As a hospital and inpatient company, we are not servicing the traditional office-based practice segment of the population, and our random sample of surveys that met the criteria of having an initial baseline prior to March 1, 2020 covered only a cross sample of 11 specialties instead of 29, a significantly lower amount. Our total numbers of surveyed physicians are also only a little more than 5% of the Medscape totals.
However, for a qualitative comparison the data lines up nicely and the results are remarkable.
And factors that weigh positively are that hospitalists arguably faced greater levels of stress and lower work life balance levels during Covid than physicians in traditional medical offices due to the increased burdens put upon hospitals and healthcare facilities.
Why We Measure These Metrics
Over the last five years, we have completed numerous case studies on improving satisfaction scores across multiple levels including provider, patient, and facility.
One of the reasons we evaluate provider happiness metrics at Claimocity is because these are critical to what we do which is founded in the simple principles of saving doctors time and making them more money.
Higher revenue means more flexibility to work less. Higher time savings means the same.

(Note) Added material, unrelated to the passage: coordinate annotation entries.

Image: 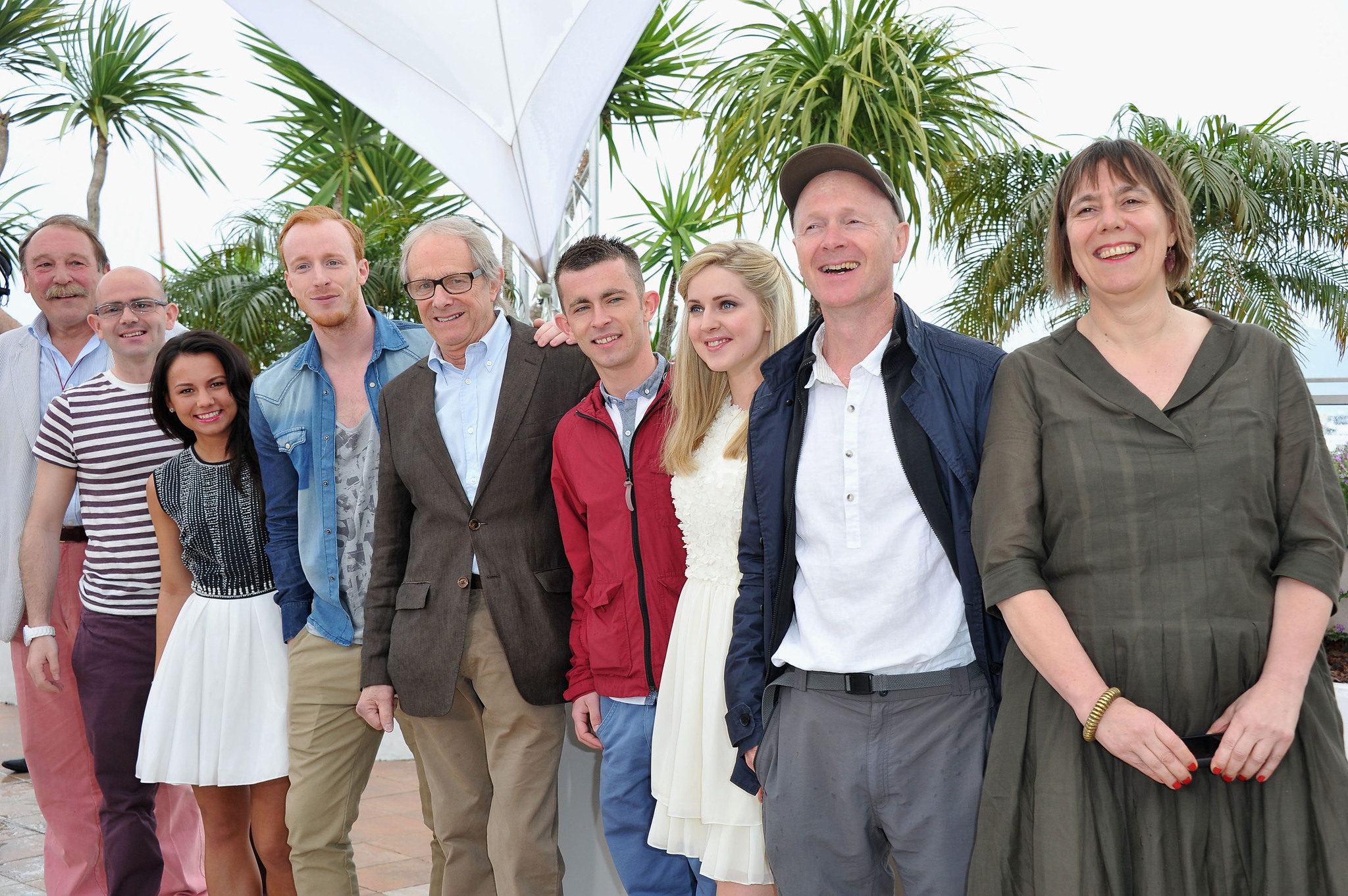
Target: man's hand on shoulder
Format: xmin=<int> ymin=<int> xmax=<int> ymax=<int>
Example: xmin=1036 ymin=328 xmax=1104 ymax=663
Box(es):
xmin=571 ymin=691 xmax=604 ymax=749
xmin=534 ymin=314 xmax=575 ymax=349
xmin=356 ymin=684 xmax=398 ymax=732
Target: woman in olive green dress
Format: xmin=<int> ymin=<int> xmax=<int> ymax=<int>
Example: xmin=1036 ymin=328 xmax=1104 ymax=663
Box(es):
xmin=968 ymin=140 xmax=1348 ymax=896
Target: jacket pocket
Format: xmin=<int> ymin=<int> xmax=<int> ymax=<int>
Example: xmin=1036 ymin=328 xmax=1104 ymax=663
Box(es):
xmin=276 ymin=426 xmax=313 ymax=489
xmin=585 ymin=582 xmax=642 ymax=678
xmin=534 ymin=566 xmax=571 ymax=594
xmin=394 ymin=582 xmax=430 ymax=610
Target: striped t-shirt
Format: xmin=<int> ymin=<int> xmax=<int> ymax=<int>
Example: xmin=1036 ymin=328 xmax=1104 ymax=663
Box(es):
xmin=32 ymin=373 xmax=182 ymax=616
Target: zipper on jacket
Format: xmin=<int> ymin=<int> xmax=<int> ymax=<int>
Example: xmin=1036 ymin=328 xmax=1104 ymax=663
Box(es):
xmin=575 ymin=396 xmax=663 ymax=691
xmin=768 ymin=373 xmax=806 ymax=659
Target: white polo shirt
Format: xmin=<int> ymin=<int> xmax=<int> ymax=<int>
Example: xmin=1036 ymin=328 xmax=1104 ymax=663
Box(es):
xmin=773 ymin=326 xmax=975 ymax=675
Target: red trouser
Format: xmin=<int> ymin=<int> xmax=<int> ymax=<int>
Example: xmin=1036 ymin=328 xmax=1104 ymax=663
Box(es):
xmin=9 ymin=541 xmax=206 ymax=896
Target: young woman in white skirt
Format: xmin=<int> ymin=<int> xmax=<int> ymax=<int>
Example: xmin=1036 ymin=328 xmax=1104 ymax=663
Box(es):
xmin=647 ymin=240 xmax=795 ymax=896
xmin=136 ymin=330 xmax=296 ymax=896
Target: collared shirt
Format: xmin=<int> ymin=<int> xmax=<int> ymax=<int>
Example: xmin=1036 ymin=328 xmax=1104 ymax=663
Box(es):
xmin=426 ymin=311 xmax=509 ymax=572
xmin=28 ymin=311 xmax=109 ymax=526
xmin=598 ymin=353 xmax=669 ymax=465
xmin=773 ymin=326 xmax=975 ymax=675
xmin=598 ymin=352 xmax=669 ymax=706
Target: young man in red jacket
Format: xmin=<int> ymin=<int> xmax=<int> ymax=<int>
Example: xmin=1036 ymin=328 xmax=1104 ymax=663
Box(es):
xmin=553 ymin=236 xmax=715 ymax=896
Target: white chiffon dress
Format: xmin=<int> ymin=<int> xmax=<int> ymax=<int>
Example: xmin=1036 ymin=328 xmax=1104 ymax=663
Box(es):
xmin=647 ymin=401 xmax=773 ymax=884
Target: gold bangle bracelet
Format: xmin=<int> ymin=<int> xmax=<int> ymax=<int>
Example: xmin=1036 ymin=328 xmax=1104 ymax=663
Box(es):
xmin=1081 ymin=687 xmax=1123 ymax=741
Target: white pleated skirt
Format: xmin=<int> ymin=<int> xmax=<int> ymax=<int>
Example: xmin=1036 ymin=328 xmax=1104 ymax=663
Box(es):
xmin=136 ymin=591 xmax=290 ymax=787
xmin=646 ymin=577 xmax=773 ymax=884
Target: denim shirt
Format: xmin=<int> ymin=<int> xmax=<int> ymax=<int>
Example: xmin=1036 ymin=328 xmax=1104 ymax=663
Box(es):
xmin=249 ymin=307 xmax=431 ymax=647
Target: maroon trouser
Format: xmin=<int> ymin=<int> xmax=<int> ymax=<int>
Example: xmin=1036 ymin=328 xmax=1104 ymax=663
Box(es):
xmin=70 ymin=608 xmax=199 ymax=896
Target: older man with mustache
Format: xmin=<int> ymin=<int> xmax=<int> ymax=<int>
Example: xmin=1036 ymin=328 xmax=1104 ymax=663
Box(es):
xmin=13 ymin=241 xmax=205 ymax=895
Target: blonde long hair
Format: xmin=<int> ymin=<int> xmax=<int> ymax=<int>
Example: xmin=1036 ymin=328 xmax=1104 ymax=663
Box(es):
xmin=665 ymin=240 xmax=795 ymax=476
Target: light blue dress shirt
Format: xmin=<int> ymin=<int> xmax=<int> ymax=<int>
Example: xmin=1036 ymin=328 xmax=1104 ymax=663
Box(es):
xmin=426 ymin=311 xmax=509 ymax=572
xmin=28 ymin=312 xmax=108 ymax=526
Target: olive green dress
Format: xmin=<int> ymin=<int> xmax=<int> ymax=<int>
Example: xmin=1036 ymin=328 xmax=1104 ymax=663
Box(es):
xmin=968 ymin=312 xmax=1348 ymax=896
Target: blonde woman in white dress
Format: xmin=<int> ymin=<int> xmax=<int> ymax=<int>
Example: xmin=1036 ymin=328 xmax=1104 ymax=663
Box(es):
xmin=648 ymin=240 xmax=795 ymax=896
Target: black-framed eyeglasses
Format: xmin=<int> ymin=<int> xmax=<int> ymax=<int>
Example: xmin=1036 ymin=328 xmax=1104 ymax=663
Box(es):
xmin=93 ymin=299 xmax=168 ymax=320
xmin=403 ymin=268 xmax=482 ymax=302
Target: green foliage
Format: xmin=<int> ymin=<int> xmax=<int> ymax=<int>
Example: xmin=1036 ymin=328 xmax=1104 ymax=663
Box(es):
xmin=600 ymin=0 xmax=715 ymax=167
xmin=698 ymin=0 xmax=1022 ymax=242
xmin=242 ymin=27 xmax=462 ymax=217
xmin=165 ymin=197 xmax=463 ymax=370
xmin=627 ymin=170 xmax=736 ymax=357
xmin=0 ymin=0 xmax=70 ymax=78
xmin=13 ymin=1 xmax=220 ymax=186
xmin=933 ymin=105 xmax=1348 ymax=353
xmin=167 ymin=28 xmax=468 ymax=369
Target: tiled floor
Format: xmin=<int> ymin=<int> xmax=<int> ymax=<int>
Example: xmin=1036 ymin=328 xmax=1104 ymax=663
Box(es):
xmin=0 ymin=705 xmax=430 ymax=896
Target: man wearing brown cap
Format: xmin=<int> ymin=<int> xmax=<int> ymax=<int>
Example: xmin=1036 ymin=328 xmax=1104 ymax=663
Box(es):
xmin=725 ymin=144 xmax=1007 ymax=896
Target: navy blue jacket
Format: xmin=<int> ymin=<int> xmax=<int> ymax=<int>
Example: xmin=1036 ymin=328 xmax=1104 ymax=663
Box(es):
xmin=725 ymin=295 xmax=1010 ymax=792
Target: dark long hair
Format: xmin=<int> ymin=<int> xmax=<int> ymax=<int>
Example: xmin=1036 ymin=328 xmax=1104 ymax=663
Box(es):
xmin=149 ymin=330 xmax=261 ymax=496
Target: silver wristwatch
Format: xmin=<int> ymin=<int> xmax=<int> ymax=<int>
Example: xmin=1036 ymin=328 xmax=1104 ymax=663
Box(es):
xmin=23 ymin=625 xmax=57 ymax=647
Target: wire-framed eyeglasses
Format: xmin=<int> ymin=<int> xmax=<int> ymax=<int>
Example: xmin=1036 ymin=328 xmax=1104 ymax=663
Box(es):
xmin=403 ymin=268 xmax=482 ymax=302
xmin=93 ymin=299 xmax=168 ymax=320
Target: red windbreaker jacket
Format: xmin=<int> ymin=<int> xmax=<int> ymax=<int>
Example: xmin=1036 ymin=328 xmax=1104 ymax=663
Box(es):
xmin=553 ymin=368 xmax=685 ymax=701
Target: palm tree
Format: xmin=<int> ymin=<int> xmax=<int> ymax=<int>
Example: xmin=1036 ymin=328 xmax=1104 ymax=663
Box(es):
xmin=933 ymin=105 xmax=1348 ymax=353
xmin=697 ymin=0 xmax=1022 ymax=242
xmin=627 ymin=165 xmax=736 ymax=357
xmin=600 ymin=0 xmax=715 ymax=167
xmin=13 ymin=0 xmax=220 ymax=230
xmin=0 ymin=0 xmax=70 ymax=182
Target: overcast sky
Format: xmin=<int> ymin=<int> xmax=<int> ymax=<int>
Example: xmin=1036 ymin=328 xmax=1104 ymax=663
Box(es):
xmin=0 ymin=0 xmax=1348 ymax=376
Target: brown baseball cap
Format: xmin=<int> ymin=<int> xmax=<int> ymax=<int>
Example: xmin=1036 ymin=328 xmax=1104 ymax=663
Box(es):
xmin=777 ymin=143 xmax=907 ymax=221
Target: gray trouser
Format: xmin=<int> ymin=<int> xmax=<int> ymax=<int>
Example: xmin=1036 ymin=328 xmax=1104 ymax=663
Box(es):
xmin=755 ymin=666 xmax=991 ymax=896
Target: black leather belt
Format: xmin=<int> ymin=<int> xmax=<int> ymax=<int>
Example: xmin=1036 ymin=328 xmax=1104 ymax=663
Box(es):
xmin=771 ymin=663 xmax=984 ymax=695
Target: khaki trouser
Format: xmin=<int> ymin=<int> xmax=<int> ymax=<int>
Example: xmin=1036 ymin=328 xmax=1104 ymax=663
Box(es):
xmin=286 ymin=629 xmax=445 ymax=896
xmin=407 ymin=590 xmax=566 ymax=896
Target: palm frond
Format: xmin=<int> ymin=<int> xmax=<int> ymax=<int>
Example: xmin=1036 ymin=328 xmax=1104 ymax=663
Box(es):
xmin=697 ymin=0 xmax=1024 ymax=249
xmin=13 ymin=0 xmax=220 ymax=186
xmin=933 ymin=105 xmax=1348 ymax=353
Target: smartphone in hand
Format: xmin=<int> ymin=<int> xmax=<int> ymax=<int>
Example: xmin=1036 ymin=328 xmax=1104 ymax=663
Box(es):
xmin=1180 ymin=734 xmax=1221 ymax=768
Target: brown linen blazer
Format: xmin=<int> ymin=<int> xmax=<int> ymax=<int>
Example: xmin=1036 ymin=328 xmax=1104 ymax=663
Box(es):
xmin=360 ymin=319 xmax=598 ymax=716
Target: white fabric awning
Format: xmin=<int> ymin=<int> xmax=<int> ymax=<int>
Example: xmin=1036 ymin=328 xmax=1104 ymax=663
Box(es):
xmin=226 ymin=0 xmax=658 ymax=279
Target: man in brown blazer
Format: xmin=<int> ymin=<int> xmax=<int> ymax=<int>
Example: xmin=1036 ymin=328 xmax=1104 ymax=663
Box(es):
xmin=356 ymin=217 xmax=597 ymax=896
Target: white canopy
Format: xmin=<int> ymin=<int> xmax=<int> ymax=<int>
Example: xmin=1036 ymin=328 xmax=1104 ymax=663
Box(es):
xmin=228 ymin=0 xmax=658 ymax=279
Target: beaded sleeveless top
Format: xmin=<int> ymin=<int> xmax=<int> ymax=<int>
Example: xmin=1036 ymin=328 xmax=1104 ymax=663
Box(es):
xmin=155 ymin=447 xmax=276 ymax=599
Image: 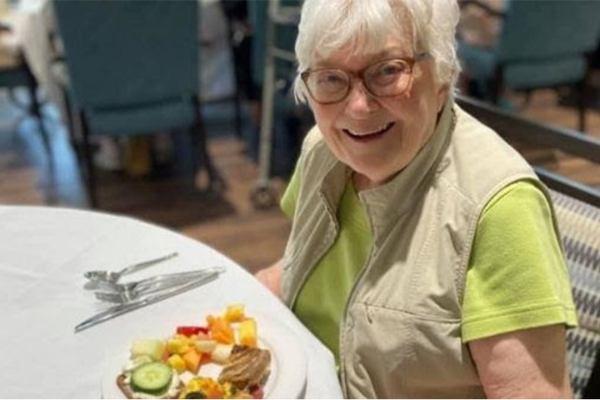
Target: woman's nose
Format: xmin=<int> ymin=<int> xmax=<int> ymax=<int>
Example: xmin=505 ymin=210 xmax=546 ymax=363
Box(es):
xmin=346 ymin=81 xmax=379 ymax=117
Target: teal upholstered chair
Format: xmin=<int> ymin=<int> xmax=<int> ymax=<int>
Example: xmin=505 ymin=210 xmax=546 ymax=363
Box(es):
xmin=458 ymin=0 xmax=600 ymax=131
xmin=54 ymin=0 xmax=223 ymax=207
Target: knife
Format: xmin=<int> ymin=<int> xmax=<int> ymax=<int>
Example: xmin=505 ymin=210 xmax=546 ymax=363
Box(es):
xmin=75 ymin=271 xmax=222 ymax=333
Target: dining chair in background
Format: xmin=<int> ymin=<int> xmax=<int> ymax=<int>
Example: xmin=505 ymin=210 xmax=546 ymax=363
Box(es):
xmin=458 ymin=0 xmax=600 ymax=132
xmin=53 ymin=0 xmax=224 ymax=207
xmin=0 ymin=25 xmax=54 ymax=169
xmin=457 ymin=96 xmax=600 ymax=398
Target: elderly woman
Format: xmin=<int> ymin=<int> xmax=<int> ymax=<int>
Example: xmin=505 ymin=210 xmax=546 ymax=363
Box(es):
xmin=257 ymin=0 xmax=576 ymax=398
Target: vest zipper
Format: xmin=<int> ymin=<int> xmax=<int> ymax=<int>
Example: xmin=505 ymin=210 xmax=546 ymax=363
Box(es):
xmin=338 ymin=212 xmax=375 ymax=398
xmin=290 ymin=192 xmax=340 ymax=309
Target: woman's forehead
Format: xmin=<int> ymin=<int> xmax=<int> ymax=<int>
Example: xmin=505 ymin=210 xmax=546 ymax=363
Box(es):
xmin=315 ymin=36 xmax=414 ymax=70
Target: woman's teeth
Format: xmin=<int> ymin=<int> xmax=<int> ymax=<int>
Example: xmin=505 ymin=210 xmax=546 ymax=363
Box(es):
xmin=343 ymin=122 xmax=394 ymax=139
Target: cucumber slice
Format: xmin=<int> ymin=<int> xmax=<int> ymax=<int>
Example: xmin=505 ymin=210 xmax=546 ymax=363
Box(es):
xmin=131 ymin=362 xmax=173 ymax=394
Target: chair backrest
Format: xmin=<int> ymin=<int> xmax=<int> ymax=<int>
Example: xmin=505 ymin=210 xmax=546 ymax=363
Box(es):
xmin=496 ymin=0 xmax=600 ymax=62
xmin=551 ymin=191 xmax=600 ymax=398
xmin=457 ymin=97 xmax=600 ymax=398
xmin=54 ymin=0 xmax=199 ymax=109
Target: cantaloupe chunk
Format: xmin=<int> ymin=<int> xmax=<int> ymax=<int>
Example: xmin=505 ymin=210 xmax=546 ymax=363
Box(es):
xmin=183 ymin=349 xmax=202 ymax=374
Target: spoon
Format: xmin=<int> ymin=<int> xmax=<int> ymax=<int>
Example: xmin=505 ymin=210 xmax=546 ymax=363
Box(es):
xmin=83 ymin=252 xmax=179 ymax=283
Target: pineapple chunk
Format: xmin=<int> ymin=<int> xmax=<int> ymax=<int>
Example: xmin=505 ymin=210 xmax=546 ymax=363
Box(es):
xmin=225 ymin=304 xmax=244 ymax=322
xmin=167 ymin=354 xmax=186 ymax=374
xmin=239 ymin=318 xmax=257 ymax=347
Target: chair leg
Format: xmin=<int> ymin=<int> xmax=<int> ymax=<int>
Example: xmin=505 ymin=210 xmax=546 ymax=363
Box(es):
xmin=577 ymin=80 xmax=588 ymax=133
xmin=25 ymin=65 xmax=58 ymax=204
xmin=191 ymin=99 xmax=225 ymax=191
xmin=27 ymin=73 xmax=54 ymax=169
xmin=61 ymin=87 xmax=82 ymax=163
xmin=234 ymin=90 xmax=243 ymax=140
xmin=79 ymin=112 xmax=98 ymax=208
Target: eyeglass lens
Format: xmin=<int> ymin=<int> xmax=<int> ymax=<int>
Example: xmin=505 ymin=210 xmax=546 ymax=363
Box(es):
xmin=305 ymin=59 xmax=411 ymax=103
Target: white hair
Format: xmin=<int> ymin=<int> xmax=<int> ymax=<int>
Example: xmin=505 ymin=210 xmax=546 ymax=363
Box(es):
xmin=294 ymin=0 xmax=460 ymax=102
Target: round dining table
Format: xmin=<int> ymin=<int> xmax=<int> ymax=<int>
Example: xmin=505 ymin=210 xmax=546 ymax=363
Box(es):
xmin=0 ymin=206 xmax=342 ymax=398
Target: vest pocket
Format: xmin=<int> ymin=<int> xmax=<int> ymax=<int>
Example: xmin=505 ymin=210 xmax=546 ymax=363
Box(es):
xmin=340 ymin=303 xmax=483 ymax=398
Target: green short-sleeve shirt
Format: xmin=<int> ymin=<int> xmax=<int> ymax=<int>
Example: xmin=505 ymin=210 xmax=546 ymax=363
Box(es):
xmin=281 ymin=164 xmax=577 ymax=358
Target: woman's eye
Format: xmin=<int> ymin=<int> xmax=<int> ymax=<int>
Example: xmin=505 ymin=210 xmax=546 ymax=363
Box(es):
xmin=317 ymin=74 xmax=344 ymax=85
xmin=378 ymin=64 xmax=404 ymax=76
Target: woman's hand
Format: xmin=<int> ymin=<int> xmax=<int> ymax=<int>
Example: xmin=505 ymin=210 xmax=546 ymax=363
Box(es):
xmin=469 ymin=325 xmax=572 ymax=399
xmin=254 ymin=258 xmax=283 ymax=298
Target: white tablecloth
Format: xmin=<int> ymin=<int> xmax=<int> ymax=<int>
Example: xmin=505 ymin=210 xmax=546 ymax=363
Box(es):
xmin=0 ymin=206 xmax=342 ymax=398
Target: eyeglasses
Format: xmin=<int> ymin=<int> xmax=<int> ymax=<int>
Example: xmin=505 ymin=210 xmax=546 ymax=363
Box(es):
xmin=300 ymin=53 xmax=428 ymax=104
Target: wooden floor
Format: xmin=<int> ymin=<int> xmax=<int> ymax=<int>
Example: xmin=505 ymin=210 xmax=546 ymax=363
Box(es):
xmin=0 ymin=88 xmax=600 ymax=271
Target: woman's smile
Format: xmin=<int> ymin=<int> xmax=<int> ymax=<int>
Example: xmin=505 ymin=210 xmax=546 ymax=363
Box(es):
xmin=342 ymin=122 xmax=395 ymax=143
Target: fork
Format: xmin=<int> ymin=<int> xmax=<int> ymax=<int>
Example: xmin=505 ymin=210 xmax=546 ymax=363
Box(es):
xmin=95 ymin=267 xmax=225 ymax=303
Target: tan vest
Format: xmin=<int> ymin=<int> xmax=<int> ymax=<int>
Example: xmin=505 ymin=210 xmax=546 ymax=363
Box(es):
xmin=282 ymin=100 xmax=537 ymax=398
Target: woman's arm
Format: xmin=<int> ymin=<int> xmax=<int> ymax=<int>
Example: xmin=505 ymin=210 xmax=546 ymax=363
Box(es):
xmin=254 ymin=258 xmax=283 ymax=298
xmin=468 ymin=324 xmax=572 ymax=398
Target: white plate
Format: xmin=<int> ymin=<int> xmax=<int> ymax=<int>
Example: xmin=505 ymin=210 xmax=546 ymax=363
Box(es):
xmin=102 ymin=314 xmax=306 ymax=399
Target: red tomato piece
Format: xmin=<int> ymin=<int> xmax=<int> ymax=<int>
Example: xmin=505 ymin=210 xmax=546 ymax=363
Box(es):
xmin=177 ymin=326 xmax=208 ymax=337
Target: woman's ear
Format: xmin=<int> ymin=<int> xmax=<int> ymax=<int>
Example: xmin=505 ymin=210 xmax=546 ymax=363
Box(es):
xmin=437 ymin=85 xmax=450 ymax=113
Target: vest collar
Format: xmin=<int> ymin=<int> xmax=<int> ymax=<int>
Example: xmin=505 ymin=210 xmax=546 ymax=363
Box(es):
xmin=320 ymin=98 xmax=456 ymax=243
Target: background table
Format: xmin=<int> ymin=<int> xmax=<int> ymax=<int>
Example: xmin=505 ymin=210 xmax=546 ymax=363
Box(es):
xmin=0 ymin=206 xmax=342 ymax=398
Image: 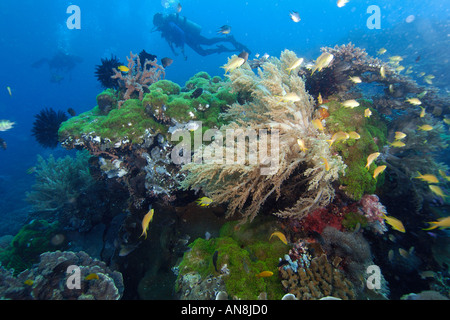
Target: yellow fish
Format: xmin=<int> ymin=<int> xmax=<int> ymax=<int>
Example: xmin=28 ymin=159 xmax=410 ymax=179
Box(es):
xmin=84 ymin=273 xmax=99 ymax=280
xmin=321 ymin=157 xmax=330 ymax=171
xmin=389 ymin=56 xmax=403 ymax=62
xmin=195 ymin=197 xmax=212 ymax=207
xmin=279 ymin=92 xmax=300 ymax=102
xmin=297 ymin=139 xmax=308 ymax=151
xmin=327 ymin=131 xmax=350 ymax=147
xmin=366 ymin=152 xmax=381 ymax=170
xmin=348 ymin=131 xmax=361 ymax=140
xmin=312 ymin=119 xmax=324 ymax=131
xmin=406 ymin=98 xmax=422 ymax=106
xmin=391 ymin=140 xmax=406 ymax=148
xmin=428 ymin=184 xmax=448 ymax=198
xmin=383 ymin=213 xmax=405 ymax=232
xmin=395 ymin=131 xmax=406 ymax=140
xmin=256 ymin=271 xmax=273 ymax=278
xmin=439 ymin=170 xmax=450 ymax=181
xmin=414 ymin=172 xmax=439 ymax=183
xmin=139 ymin=209 xmax=155 ymax=239
xmin=221 ymin=56 xmax=245 ymax=74
xmin=373 ymin=166 xmax=386 ymax=179
xmin=337 ymin=0 xmax=349 ymax=8
xmin=269 ymin=231 xmax=287 ymax=244
xmin=286 ymin=58 xmax=303 ymax=74
xmin=423 ymin=216 xmax=450 ymax=230
xmin=419 ymin=124 xmax=433 ymax=131
xmin=311 ymin=52 xmax=334 ymax=75
xmin=317 ymin=92 xmax=323 ymax=104
xmin=342 ymin=99 xmax=359 ymax=109
xmin=117 ymin=66 xmax=130 ymax=72
xmin=349 ymin=76 xmax=362 ymax=83
xmin=420 ymin=107 xmax=425 ymax=118
xmin=23 ymin=279 xmax=34 ymax=286
xmin=380 ymin=66 xmax=386 ymax=79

Those are just general rules of thumb however, so we evaluate products, services, new roll outs, new features, and the impact of our solutions over time through the lens of the customers self-surveyed levels of satisfaction and then compare that to the revenue and time data we have on them in the system to see how something is lining up on a tangible and intangible level.
Work life balance means different things to different doctors. Though it differs physician to physician it is a very key metric for our internal deliberations on whether product features are successful. And the key variables that drive higher revenue and lower time expenditures have direct associations with lower levels of burn out, stress, disorganization, and professional dissatisfaction.
Data Collection Process
Our intake team performs initial surveys with a randomly selected cross section of new clients to create a baseline satisfaction level which is then followed up on with quarterly, semi-annual, or annual surveys to measure change.
The physicians answer a standardized 12 questions covering a range of aspects of satisfaction, preferences, and perceived balance. Each question is given a weight which then averages against a total to create two primary scores: general professional satisfaction and self-reported work-life balance.